Quinta-feira, 16 de outubro de 2025
Por Redação do Jornal O Sul | 29 de novembro de 2023
Passada a vitória de Javier Milei nas eleições presidenciais argentinas e a ascensão de Geert Wilders ao poder na Holanda, memes circularam na internet apontando para o que está se tornando uma constante: a ligação entre a extrema direita e penteados estranhos. Essa relação existe? Se sim, por quê?
Houve um tempo em que era normal que um homem proeminente de poder usasse o cabelo comprido, cheio de cachos artificiais, rabos de cavalo com laços ou mechas desgrenhadas de forma bizarra. Como escreveu o psicólogo John Carl Flugel em um dos primeiros tratados sobre a semiótica da moda a ser publicado no século XX: antes da Revolução Francesa, quando ocorreu o que ele chamou de “a grande renúncia” entre os homens, que transformou a austeridade em um sinal de virilidade, os tecidos mais suntuosos, as cores mais prestigiadas e as perucas mais exageradas também eram um assunto masculino. Elas eram um símbolo infalível de status.

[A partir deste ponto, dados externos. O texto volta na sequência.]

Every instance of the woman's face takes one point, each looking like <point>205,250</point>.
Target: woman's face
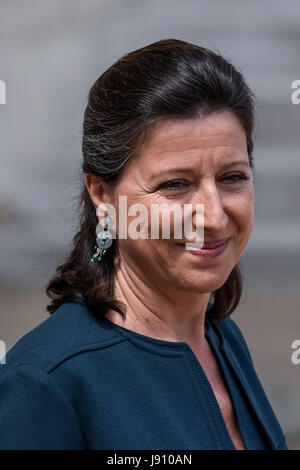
<point>190,162</point>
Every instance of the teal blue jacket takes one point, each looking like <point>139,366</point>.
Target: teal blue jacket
<point>77,382</point>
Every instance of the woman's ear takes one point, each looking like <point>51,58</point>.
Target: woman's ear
<point>97,189</point>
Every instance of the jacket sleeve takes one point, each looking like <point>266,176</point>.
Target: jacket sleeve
<point>35,413</point>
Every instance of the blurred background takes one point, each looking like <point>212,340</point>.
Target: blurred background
<point>51,53</point>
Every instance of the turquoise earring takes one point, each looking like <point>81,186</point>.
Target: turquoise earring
<point>103,239</point>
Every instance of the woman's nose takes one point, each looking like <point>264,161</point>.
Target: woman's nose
<point>215,217</point>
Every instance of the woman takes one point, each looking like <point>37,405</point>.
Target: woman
<point>140,351</point>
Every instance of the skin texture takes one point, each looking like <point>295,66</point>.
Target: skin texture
<point>167,289</point>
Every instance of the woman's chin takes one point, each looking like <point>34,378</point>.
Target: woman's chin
<point>201,283</point>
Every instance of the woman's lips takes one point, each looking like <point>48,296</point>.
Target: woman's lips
<point>216,250</point>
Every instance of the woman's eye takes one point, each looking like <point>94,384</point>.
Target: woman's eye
<point>172,185</point>
<point>236,178</point>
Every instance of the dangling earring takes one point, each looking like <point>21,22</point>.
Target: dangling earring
<point>103,238</point>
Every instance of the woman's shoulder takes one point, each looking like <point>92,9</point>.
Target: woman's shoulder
<point>71,330</point>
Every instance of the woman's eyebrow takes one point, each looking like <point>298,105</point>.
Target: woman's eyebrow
<point>191,170</point>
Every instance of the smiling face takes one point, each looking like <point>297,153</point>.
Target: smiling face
<point>190,161</point>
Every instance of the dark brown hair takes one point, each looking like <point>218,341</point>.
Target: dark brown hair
<point>169,79</point>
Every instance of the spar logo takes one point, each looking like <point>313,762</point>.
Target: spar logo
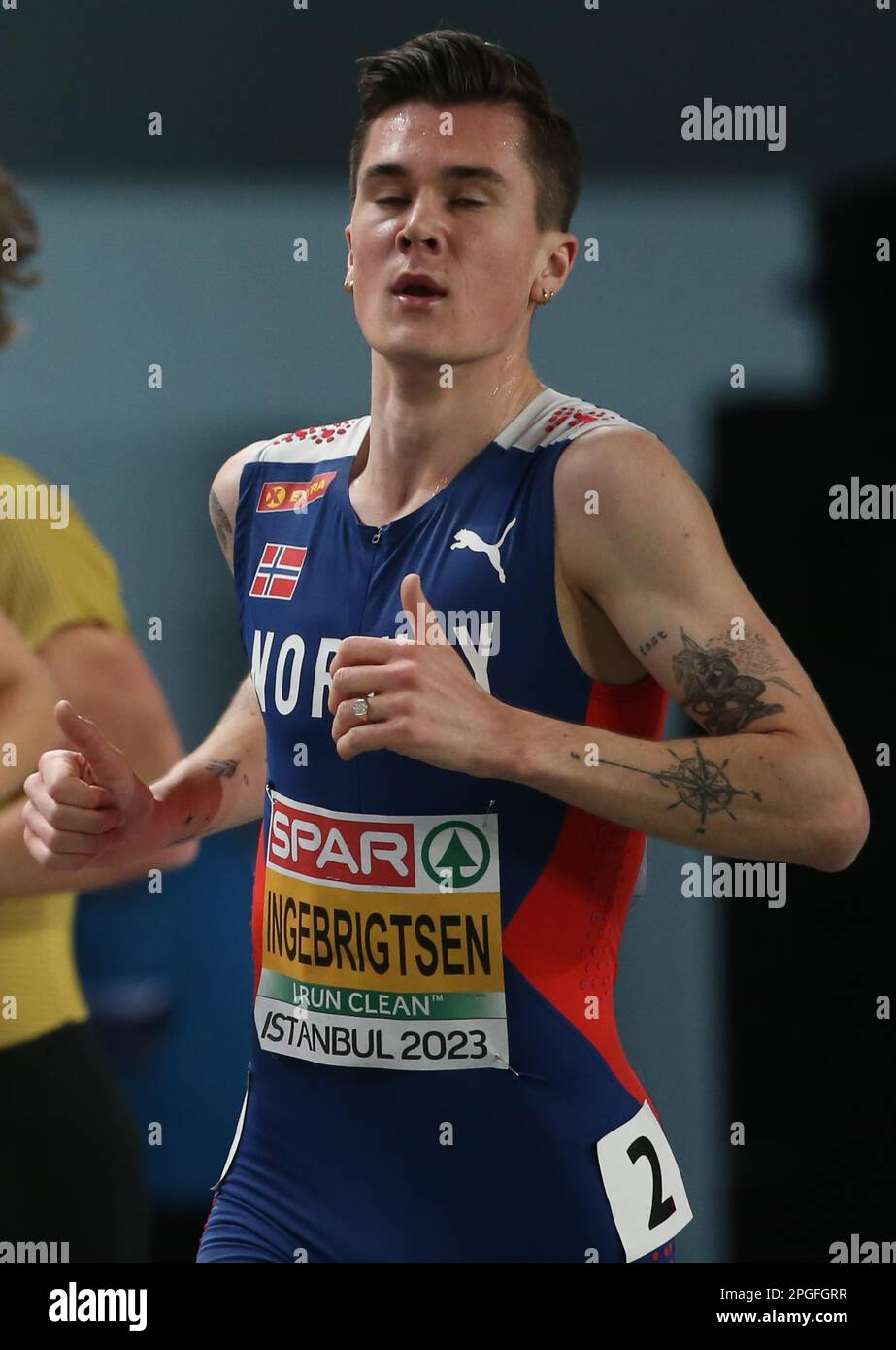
<point>455,855</point>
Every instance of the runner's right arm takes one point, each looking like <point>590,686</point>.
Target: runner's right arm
<point>88,807</point>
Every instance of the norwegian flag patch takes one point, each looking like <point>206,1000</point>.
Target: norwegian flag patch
<point>279,571</point>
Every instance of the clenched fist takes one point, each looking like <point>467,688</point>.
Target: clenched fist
<point>85,806</point>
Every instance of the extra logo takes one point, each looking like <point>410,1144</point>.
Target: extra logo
<point>293,495</point>
<point>279,571</point>
<point>456,855</point>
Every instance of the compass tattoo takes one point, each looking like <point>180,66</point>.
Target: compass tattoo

Curiosamente, a moda da peruca começou no século XVI com o surto de sífilis nas cortes europeias, que deixou os homens carecas. O rei Luís XIII, que tinha cabelos naturais longos e exuberantes, começou a usá-las para disfarçar sua alopecia, pois perdeu os próprios cabelos aos 23 anos — embora tenha sido Luís XIV, o famoso Rei Sol, que as transformou em uma febre entre seus súditos e em um símbolo de ostentação e desigualdade tão forte. Em 1792, a Convenção aboliu a peruca, e os mais de 20 mil cabeleireiros da França foram obrigados a se tornar barbeiros. O material com o qual eles tinham que trabalhar agora era cabelo de verdade colado em suas cabeças. A moda mudou e isso afetou a todos.
— Com o início do século XIX, o corte de cabelo curto tornou-se o padrão de limpeza em toda a Europa: cortá-lo era uma forma de dizer adeus ao Antigo Regime — explica Ana Velasco Molpeceres, autora do livro “A História da moda na Espanha” e professora de comunicação na Universidade Complutense de Madri.
As revoluções liberais e os valores do Iluminismo tiveram uma certa projeção simbólica nos cabelos curtos, que também começaram a ser vistos na Inglaterra. As mesmas ideias românticas que alimentavam o nacionalismo sobre o qual a nova Europa seria construída impuseram cortes de cabelo semelhantes aos dos imperadores e sábios das antigas civilizações. O mais popular de todos era o Brutus.
Se quiser saber como era esse corte de cabelo, você pode fazer duas coisas: procurar os personagens dos romances de Jane Austen ou olhar para a cabeça do presidente eleito da Argentina, Javier Milei.
“Se você reparar, é curioso que esses rebeldes revolucionários, que construíram os Estados liberais, sejam os precursores das ideias de Milei, que é outro rebelde em uma mudança de época e também liberal, embora em sua expressão mais extrema”, explica Ana Velasco, para quem a estratégia capilar do argentino tem mais a ver com a ideia de não se conformar com os cânones de seu tempo, justamente para transmitir diferença.
O mesmo se aplica ao holandês Geert Wilders:
“Acho que eles escolheram esses penteados porque são desconcertantes e, portanto, muito amigáveis à mídia. A estética bizarra e rupturista que sempre se encaixou na esquerda agora incorpora a direita neoliberal individualista: é uma oposição frontal à burguesia e, ao mesmo tempo, uma reafirmação vã”, continua a professora.
Antoni Gutiérrez-Rubí, diretor da consultoria de comunicação Ideograma e assessor da campanha de Sergio Massa, que perdeu para Milei, concorda:
“Nesse tipo de nova liderança, como a de Trump, por exemplo, o surgimento de penteados marcantes tem muito a ver com a ascensão da cultura digital e a possibilidade de transformar cabeças em ícones gráficos”.
No caso da Milei, o cabelo serviu para estruturar uma campanha inteira em torno da figura do leão.
Calvície
Na opinião do sociólogo e cientista político Luis Arroyo, diretor da consultoria Assessores de Comunicação Pública, o cabelo masculino sempre foi um sinal de força e sabedoria, enquanto a ausência de cabelo foi decodificada como o oposto, algo que poderia explicar o esforço de Donald Trump para esconder sua calvície a todo custo, por meio de sua peruca bizarra.
De qualquer forma, os penteados têm significados e atribuições profundamente culturais que variam de país para país: a Argentina já viu a ascensão de um líder inclassificável como Carlos Ménem, cujas inesquecíveis costeletas também não se adequavam aos cânones dominantes da época. Evo Morales, da Bolívia, fez de sua pluma negra o símbolo de um certo tipo de orgulho.